Before pointing out how untrue that remark is, I want to say I have thought these thoughts and felt these feelings a lot recently. As much as I hate saying, “I’ve been really busy lately,” the truth is, I have! But that can’t be an excuse for my poor behavior. My inability to perform perfectly on a daily basis cannot be blamed on circumstances or those around me. I have to take ownership for my faults and recognize that I am a human. I was never designed to be a perfect being that handles every frustration life throws at me effortlessly.

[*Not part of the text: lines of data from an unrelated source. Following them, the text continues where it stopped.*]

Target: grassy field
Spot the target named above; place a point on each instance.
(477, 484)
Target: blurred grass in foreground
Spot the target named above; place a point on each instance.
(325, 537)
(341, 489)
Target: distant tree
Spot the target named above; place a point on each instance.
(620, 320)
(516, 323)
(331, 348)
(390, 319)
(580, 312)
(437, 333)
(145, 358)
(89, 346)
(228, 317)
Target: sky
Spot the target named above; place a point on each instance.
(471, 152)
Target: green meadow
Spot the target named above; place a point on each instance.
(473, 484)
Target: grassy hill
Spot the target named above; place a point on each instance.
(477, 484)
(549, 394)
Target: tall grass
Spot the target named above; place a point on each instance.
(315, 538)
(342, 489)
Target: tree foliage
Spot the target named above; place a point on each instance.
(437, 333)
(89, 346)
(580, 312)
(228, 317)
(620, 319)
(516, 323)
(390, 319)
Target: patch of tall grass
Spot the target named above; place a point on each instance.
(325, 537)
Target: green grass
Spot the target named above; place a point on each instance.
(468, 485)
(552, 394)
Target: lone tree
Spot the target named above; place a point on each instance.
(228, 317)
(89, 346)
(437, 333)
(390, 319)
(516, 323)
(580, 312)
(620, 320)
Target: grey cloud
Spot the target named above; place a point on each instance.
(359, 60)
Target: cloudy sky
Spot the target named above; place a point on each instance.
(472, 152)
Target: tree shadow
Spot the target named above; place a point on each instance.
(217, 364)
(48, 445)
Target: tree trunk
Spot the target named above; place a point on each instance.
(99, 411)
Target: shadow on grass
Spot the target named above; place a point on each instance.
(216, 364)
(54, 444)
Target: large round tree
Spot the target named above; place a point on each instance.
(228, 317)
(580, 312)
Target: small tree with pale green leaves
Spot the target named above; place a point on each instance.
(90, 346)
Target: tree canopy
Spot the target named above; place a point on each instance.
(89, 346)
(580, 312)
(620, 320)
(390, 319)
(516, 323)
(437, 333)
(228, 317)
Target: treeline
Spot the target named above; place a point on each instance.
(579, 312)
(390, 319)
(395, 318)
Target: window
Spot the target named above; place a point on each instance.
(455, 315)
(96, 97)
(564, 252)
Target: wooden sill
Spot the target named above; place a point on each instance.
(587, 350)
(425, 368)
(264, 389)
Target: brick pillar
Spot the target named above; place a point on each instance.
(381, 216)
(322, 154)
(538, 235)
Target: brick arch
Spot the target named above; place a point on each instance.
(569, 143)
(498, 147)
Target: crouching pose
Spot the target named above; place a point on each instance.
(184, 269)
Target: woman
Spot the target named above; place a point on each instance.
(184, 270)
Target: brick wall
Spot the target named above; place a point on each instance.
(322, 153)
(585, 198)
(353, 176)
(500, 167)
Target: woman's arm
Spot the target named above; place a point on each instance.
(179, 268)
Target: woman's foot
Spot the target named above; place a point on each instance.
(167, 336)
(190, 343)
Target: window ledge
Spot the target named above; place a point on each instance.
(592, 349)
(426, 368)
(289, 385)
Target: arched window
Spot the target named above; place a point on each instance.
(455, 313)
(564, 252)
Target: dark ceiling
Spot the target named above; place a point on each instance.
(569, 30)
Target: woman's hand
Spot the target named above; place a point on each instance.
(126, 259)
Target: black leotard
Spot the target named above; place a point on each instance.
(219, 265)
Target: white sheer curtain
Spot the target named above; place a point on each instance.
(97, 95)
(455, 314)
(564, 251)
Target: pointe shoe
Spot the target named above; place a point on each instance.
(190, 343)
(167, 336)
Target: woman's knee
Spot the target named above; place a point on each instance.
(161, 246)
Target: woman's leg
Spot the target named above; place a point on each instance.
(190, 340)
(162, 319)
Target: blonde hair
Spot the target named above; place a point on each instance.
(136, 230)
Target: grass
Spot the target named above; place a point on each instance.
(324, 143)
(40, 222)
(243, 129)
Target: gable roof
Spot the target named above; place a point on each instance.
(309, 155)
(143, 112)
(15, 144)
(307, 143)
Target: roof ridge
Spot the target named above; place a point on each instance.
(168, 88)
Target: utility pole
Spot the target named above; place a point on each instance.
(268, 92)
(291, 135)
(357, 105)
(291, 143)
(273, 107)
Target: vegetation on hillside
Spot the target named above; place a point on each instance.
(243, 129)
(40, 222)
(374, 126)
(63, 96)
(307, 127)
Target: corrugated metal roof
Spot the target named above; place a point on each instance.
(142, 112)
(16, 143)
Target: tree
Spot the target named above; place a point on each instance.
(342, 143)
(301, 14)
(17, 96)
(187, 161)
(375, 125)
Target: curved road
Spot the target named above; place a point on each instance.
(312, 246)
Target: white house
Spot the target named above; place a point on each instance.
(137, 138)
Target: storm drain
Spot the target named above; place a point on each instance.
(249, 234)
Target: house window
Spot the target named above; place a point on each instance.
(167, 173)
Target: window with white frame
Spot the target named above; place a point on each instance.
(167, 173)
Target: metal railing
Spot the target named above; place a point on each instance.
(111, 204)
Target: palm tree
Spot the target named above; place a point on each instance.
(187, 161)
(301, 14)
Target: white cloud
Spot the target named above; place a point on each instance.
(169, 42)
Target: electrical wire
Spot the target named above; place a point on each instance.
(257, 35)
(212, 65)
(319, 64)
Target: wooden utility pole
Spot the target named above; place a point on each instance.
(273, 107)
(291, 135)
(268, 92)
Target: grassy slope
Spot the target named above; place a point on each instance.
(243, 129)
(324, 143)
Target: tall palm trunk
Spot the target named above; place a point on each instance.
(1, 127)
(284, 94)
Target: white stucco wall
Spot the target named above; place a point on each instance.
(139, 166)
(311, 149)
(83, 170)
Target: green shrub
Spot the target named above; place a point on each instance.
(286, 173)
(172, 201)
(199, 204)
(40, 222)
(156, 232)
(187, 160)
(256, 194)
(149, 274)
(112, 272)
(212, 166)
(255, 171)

That can be difficult for anyone to accept—especially a perfectionist and a Christian. There are days where I do not earnestly seek to be filled with the Spirit, and all that’s left is Stephanie with all her vulnerabilities and human tendencies. On these days I can get easily frustrated by people “in my way” and sometimes even show it. It’s times like these I think, oh, please don’t find out I am a Christian. How ironic and ridiculous and pitiful. It saddens me even more because I know that my impatience is the result of being far from the Lord. Without the Spirit penetrating my heart, I am hopeless in my weaknesses.
When I misrepresent Christ in this world I feel pretty ugly inside because I know that I have missed an opportunity to give Him glory. It’s moments like those where I stop in my tracks and have to do some reevaluating. It’s moment like those where I realize that I am not as great or strong as I thought, and I am just as much in need of His strength today as I was the moment I became a believer.
One thing never changes in a believer’s life. While we may grow more experienced and wiser, our need for Him never changes. And if it isn’t Him reminding us, it is our own humanness that will. But how relieving is it that God does not leave us helpless and hopeless in our weaknesses?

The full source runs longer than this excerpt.